Review methods. Predefined criteria were used to select studies of patients with chronic pain prescribed opioids that addressed effectiveness or harms versus placebo, no opioid use, or nonopioid pharmacological therapies; different opioid dosing methods; or risk mitigation strategies. Effects were analyzed at short term (1 to <6 months), intermediate term (≥6 to <12 months), and long term (≥12 months) followup. Studies on the accuracy of risk prediction instruments for predicting opioid use disorder or misuse were also included. Random effects meta-analysis was conducted on short-term trials of opioids versus placebo, opioids versus nonopioids, and opioids plus nonopioids versus an opioid or nonopioid alone. Magnitude of effects was classified as small, moderate, or large using predefined criteria and strength of evidence was assessed.

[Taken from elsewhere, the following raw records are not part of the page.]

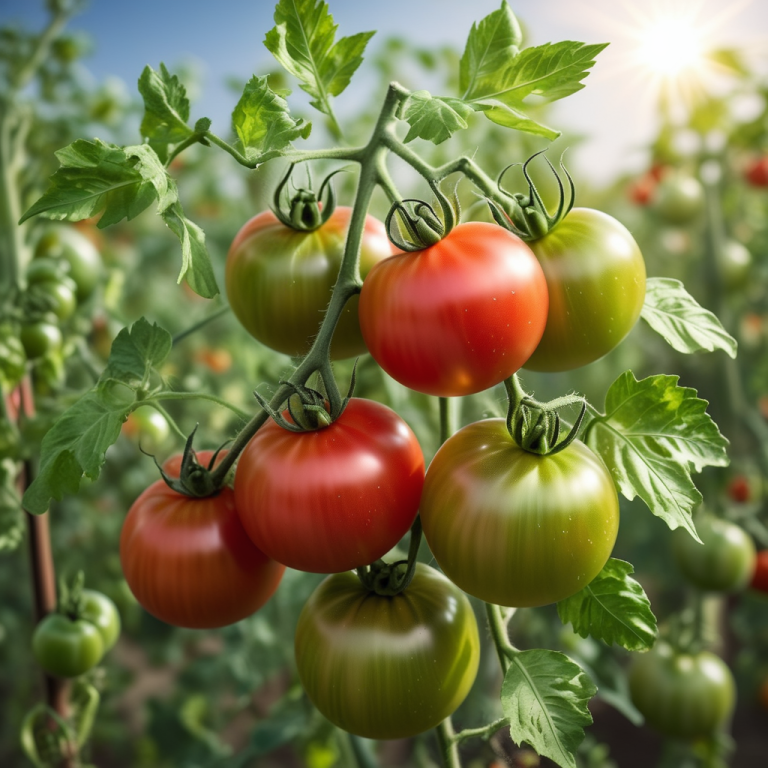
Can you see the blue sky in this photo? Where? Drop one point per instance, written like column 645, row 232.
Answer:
column 615, row 112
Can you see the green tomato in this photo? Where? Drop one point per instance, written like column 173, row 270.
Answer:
column 724, row 561
column 387, row 667
column 279, row 281
column 40, row 338
column 100, row 611
column 682, row 695
column 515, row 528
column 66, row 648
column 78, row 251
column 596, row 280
column 679, row 198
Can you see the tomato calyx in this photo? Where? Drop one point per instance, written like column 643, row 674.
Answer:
column 305, row 210
column 527, row 216
column 535, row 426
column 418, row 225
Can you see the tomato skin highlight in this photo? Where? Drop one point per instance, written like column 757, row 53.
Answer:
column 387, row 667
column 514, row 528
column 725, row 561
column 457, row 317
column 279, row 280
column 596, row 279
column 684, row 696
column 66, row 648
column 335, row 498
column 189, row 562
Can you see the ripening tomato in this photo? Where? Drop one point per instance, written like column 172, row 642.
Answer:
column 457, row 317
column 759, row 578
column 189, row 561
column 515, row 528
column 387, row 667
column 279, row 281
column 682, row 695
column 334, row 498
column 596, row 279
column 724, row 561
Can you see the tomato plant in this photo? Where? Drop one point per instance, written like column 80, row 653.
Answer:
column 189, row 562
column 459, row 316
column 334, row 498
column 387, row 667
column 679, row 198
column 682, row 695
column 724, row 561
column 64, row 647
column 279, row 280
column 515, row 528
column 596, row 280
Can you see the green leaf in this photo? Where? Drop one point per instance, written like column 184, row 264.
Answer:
column 196, row 263
column 434, row 118
column 303, row 42
column 684, row 324
column 96, row 176
column 166, row 107
column 613, row 608
column 492, row 44
column 545, row 697
column 11, row 517
column 262, row 121
column 653, row 435
column 78, row 441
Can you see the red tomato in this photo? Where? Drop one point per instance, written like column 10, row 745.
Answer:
column 335, row 498
column 756, row 173
column 457, row 317
column 189, row 562
column 760, row 575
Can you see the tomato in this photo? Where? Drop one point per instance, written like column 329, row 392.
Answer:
column 679, row 198
column 189, row 562
column 756, row 172
column 682, row 695
column 40, row 338
column 735, row 264
column 78, row 251
column 724, row 561
column 148, row 428
column 100, row 611
column 66, row 648
column 335, row 498
column 457, row 317
column 759, row 579
column 279, row 281
column 596, row 280
column 387, row 667
column 516, row 528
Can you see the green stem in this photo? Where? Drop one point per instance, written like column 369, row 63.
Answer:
column 446, row 738
column 170, row 395
column 200, row 324
column 500, row 635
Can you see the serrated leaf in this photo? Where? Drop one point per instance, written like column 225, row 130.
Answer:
column 11, row 516
column 434, row 118
column 491, row 45
column 545, row 697
column 166, row 107
column 683, row 323
column 303, row 42
column 96, row 176
column 262, row 121
column 78, row 441
column 613, row 608
column 196, row 265
column 653, row 435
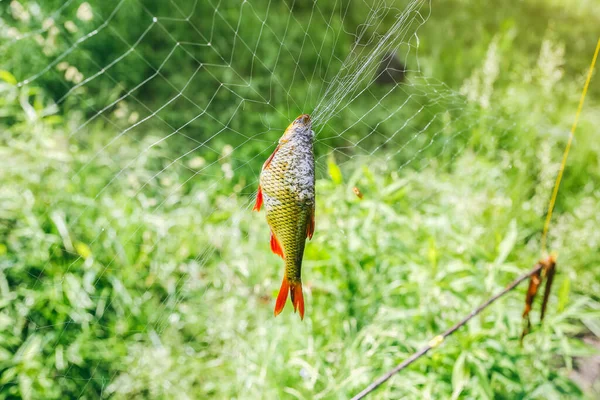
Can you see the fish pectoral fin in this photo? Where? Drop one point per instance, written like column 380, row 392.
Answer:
column 310, row 226
column 276, row 246
column 268, row 162
column 259, row 200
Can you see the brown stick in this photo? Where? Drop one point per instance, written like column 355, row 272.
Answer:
column 536, row 270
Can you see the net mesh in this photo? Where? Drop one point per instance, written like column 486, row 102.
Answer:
column 221, row 80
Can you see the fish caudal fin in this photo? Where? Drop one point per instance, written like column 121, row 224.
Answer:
column 258, row 203
column 275, row 246
column 295, row 290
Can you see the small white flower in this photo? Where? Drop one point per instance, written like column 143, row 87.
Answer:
column 84, row 12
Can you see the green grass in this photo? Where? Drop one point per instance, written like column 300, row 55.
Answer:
column 160, row 284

Results. 113 randomized controlled trials (RCTs), 38 observational studies, and 7 studies of predictive accuracy were included; 133 were new to this update. Opioids were associated with small benefits versus placebo in short-term pain, function, and sleep quality. There was a small dose-dependent effect on pain and effects were attenuated at longer (3 to 6 month) versus shorter (1 to 3 month) followup. Opioids were associated with increased risk of discontinuation due to adverse events, gastrointestinal adverse events, somnolence, dizziness, and pruritus versus placebo. In observational studies, opioids were associated with increased risk of an opioid abuse or dependence diagnosis, overdose, all-cause mortality, fractures, falls, and myocardial infarction versus no opioid use; there was evidence of a dose-dependent risk for all outcomes except fracture and falls.

There were no differences between opioids versus nonopioid medications in pain, function, or other short-term outcomes. Opioid plus nonopioid combination therapy was associated with little improvement in pain at short-term followup versus an opioid alone. Co-prescription of benzodiazepines or gabapentinoids was associated with increased risk of overdose versus an opioid alone. No RCT evaluated intermediate- or long-term benefits of opioids versus placebo. One trial found stepped therapy starting with opioids to be associated with higher pain intensity and no difference in function or other outcomes versus stepped therapy starting with nonopioid therapy.

Limited evidence indicated no differences between long- and short-acting opioids in effectiveness, but long-acting opioids were associated with increased risk of overdose. One RCT found a taper support intervention associated with greater improvement in function but no difference in pain versus usual care.

Estimates of diagnostic accuracy for various risk prediction instruments were highly inconsistent and there was no evidence on the effectiveness of risk mitigation strategies for improving clinical outcomes, with the exception of one study that found provision of naloxone associated with decreased emergency department visits.

Trials of patients with prescription opioid dependence found buprenorphine maintenance associated with better outcomes than buprenorphine taper and similar effects of methadone versus buprenorphine. Evidence was insufficient to evaluate benefits and harms of opioid therapy in patients at higher risk for opioid use disorder.

Conclusions. At short-term followup, for patients with chronic pain, opioids are associated with small beneficial effects versus placebo but are associated with increased risk of short-term harms and do not appear to be superior to nonopioid therapy. Evidence on intermediate-term and long-term benefits remains very limited and additional evidence confirms an association between opioids and increased risk of serious harms that appears to be dose-dependent. Research is needed to develop accurate risk prediction instruments, determine effective risk mitigation strategies, clarify risks associated with co-prescribed medications, and identify optimal opioid tapering strategies.